6) What to provide when creating a Support Case for this issue:
If none of the above results in the issue being resolved, please provide the following information when creating a case with BMC customer Support:
a) When was the problem first observed in the environment?
b) Any notable environment changes which coincided with the problem first occurring? e.g. DB move, addition of a new Job Routing Rule, addition of new Application Server, TSSA upgrade etc.
c) Are all job affected or just certain jobs or job types?
d) Screenshot of any Job Routing Rules and their definitions.
e) Current Timezone and System Time of each Appserver host and the DB Server host.
f) Appserver Details: Export the "Detail Report" multiple times during the time of the problem, waiting about three minutes between exports. This can be captured by navigating to Configuration - Infrastructure Management and selecting "Export Detail Report" next to the Refresh icon. This will product a text file with the Appserver Thread Dump for every Application Server in the environment and does not need to be repeated for each Application Server. Doing it at an interval allows BMC Support to look for progress in the various thread information displayed in the report.
g) Generate Support Data: Run the “Generate Support Data” with the below options checked/selected for each Application Server in the environment.

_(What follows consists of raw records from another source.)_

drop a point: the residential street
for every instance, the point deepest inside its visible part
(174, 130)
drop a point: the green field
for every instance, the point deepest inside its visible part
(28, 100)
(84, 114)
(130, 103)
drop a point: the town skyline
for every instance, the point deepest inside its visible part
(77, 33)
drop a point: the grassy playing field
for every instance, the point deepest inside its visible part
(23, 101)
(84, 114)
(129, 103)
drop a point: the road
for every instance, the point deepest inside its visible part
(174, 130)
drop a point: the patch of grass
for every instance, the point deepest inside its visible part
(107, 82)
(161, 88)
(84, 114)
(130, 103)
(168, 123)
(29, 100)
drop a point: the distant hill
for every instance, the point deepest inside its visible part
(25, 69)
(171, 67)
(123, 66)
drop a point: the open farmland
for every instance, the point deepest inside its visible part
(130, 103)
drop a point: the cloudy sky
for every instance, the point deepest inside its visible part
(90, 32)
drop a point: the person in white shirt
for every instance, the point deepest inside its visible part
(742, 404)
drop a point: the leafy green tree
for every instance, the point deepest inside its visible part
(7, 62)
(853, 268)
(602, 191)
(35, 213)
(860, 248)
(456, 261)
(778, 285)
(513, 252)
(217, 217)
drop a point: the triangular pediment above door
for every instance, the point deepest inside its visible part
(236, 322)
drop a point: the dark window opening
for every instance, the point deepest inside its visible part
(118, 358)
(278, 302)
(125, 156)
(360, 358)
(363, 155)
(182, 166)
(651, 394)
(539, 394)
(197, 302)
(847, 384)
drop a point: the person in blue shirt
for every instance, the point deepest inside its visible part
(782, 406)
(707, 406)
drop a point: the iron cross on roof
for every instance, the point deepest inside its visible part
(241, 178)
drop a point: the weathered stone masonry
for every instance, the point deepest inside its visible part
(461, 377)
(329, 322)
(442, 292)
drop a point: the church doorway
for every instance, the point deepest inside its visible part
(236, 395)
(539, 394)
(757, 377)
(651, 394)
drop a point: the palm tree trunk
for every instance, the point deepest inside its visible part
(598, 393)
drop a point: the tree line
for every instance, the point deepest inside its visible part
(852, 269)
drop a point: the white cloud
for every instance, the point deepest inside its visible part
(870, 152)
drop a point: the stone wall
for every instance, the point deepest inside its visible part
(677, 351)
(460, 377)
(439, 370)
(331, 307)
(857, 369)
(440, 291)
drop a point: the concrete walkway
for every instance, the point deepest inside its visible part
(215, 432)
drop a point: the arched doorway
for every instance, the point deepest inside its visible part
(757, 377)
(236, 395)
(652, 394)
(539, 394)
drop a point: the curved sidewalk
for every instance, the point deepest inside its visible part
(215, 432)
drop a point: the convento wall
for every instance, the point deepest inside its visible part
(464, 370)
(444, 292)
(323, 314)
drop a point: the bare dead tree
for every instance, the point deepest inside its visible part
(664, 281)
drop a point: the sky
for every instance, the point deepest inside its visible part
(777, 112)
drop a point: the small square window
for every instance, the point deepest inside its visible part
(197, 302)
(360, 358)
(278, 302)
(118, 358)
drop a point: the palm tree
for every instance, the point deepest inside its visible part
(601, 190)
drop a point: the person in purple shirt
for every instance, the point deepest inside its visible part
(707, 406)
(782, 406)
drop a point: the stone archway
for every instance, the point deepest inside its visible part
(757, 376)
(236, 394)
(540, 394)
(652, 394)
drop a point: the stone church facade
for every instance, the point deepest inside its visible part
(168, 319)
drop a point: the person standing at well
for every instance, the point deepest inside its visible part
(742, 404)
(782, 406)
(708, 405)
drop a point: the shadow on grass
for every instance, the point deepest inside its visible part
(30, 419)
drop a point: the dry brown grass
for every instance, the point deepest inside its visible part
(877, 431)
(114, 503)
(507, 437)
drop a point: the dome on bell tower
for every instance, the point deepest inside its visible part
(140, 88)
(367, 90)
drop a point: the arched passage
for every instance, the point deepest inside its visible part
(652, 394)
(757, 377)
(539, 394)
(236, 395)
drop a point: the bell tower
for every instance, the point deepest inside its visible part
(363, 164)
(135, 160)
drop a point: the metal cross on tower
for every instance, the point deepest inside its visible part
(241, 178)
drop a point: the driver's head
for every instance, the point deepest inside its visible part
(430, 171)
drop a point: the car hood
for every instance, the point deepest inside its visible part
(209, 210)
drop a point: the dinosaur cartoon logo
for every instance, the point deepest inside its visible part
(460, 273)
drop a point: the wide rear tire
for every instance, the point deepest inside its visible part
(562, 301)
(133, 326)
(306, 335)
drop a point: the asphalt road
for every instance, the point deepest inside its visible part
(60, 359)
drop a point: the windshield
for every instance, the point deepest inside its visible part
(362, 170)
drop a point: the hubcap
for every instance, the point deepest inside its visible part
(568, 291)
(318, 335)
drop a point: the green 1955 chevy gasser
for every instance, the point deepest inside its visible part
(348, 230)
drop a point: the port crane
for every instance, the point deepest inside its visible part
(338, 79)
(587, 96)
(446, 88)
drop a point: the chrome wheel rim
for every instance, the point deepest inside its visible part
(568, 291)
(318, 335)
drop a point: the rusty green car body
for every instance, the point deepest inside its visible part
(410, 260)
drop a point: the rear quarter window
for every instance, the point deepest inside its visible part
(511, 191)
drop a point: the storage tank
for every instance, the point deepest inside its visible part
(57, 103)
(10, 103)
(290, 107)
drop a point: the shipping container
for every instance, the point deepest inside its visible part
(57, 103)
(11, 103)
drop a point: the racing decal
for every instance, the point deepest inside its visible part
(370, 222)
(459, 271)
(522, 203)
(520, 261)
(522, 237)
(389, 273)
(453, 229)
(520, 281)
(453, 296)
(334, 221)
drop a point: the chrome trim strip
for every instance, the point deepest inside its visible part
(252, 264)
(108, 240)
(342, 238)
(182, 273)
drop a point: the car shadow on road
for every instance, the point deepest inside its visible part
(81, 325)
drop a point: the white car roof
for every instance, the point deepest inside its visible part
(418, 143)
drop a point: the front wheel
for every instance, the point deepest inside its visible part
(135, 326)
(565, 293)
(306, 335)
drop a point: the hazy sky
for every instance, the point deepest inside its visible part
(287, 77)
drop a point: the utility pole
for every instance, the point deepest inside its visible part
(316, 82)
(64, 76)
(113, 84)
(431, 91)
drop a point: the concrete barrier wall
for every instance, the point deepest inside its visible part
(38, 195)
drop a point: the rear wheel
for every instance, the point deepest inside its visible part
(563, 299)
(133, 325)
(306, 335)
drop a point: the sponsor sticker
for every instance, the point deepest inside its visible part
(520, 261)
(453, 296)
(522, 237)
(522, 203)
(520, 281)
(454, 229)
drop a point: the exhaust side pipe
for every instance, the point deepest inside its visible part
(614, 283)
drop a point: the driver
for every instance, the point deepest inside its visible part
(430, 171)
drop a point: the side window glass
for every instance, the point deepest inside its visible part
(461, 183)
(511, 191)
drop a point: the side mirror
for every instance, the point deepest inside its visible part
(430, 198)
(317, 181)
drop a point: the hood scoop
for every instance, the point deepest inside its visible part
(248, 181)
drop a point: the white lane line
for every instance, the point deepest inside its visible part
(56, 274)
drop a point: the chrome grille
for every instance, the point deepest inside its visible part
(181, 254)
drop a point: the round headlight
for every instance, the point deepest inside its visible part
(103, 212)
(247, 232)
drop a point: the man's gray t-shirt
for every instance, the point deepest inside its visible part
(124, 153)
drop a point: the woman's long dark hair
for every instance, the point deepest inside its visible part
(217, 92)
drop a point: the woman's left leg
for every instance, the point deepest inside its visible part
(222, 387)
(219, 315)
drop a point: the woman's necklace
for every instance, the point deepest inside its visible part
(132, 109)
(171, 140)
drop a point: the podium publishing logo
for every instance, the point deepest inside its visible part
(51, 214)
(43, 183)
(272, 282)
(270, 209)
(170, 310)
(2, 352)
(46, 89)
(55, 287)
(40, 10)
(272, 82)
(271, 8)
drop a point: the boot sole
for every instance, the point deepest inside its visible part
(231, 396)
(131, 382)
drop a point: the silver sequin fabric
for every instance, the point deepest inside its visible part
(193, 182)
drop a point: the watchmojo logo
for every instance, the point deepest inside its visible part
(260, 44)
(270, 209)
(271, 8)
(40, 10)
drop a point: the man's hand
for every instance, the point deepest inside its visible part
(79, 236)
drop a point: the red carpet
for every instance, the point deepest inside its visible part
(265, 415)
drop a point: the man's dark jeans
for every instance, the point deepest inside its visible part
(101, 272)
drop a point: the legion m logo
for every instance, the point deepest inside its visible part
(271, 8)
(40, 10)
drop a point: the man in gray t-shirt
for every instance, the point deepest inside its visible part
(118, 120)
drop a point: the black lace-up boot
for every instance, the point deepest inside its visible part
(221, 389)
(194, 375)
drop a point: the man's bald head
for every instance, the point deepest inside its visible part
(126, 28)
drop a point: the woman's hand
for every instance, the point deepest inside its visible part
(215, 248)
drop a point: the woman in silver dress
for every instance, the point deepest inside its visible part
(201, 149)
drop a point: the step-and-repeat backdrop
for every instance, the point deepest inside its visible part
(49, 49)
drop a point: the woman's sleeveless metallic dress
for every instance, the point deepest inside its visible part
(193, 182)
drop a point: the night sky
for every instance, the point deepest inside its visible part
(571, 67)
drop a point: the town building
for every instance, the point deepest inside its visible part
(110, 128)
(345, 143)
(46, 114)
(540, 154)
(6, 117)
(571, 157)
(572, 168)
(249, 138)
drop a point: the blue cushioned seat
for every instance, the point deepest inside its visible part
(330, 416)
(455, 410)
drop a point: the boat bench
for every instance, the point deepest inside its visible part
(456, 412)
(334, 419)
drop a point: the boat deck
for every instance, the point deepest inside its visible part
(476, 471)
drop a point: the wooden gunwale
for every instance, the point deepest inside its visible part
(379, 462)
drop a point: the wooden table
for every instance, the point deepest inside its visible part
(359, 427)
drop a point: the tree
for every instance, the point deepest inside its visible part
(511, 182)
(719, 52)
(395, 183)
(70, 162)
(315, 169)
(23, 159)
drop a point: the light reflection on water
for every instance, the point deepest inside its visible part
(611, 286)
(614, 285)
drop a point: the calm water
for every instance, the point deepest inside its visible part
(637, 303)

Note that the tool can be run once with all application server selected.This video discusses how to run the “Generate Support Data” utility.
In addition to collecting the Appserver and Console logs (including rolled over log files) selecting the below options will also provide TSSA Customer Support with extensive information about the TSSA environment including:
- Version information
- Number of Application Servers in the TSSA Environment
- OS of Application Servers
- Database Type and Version
- Memory configuration
- Application Servers configuration settings e.g. MaxWorkItemThreads

i) Table Stats Check: Run whichever of the following scripts (both contained in attached BSADBScripts.zip) is appropriate for your DB platform and return the output:
- Oracle: lastAnalyzed_oracle.sql
- SqlServer: lastAnalyzed_sqlserver.sql
j) Database Reports:
- Oracle: Request that the site DBA provide Oracle AWR, ADDM and ASH reports for a time period (e.g one hour) during which the problem was observed. It is important that the reports are captured for a timeframe during which the problems were observed so this will take coordination between the TSSA Admin and the DBA.
- SqlServer: Sql Server usually requires setting up a SQL Server Profiler session and capturing data, so that may require reproducing the problem again when the profiler session is running.
k) Query output: Run the query in the attached
jobs_waiting_to_run.sql multiple times while you have jobs in the waiting to run state, approximately 3 minutes apart. This will let BMC Support determine if job were moving from the
Waiting to run state and actually being run, or the queue of jobs waiting to run was not being reduced.
l) Scheduled job issue: share blas-1.4.0.jar and bladelogic_infra.jar from application server for fix.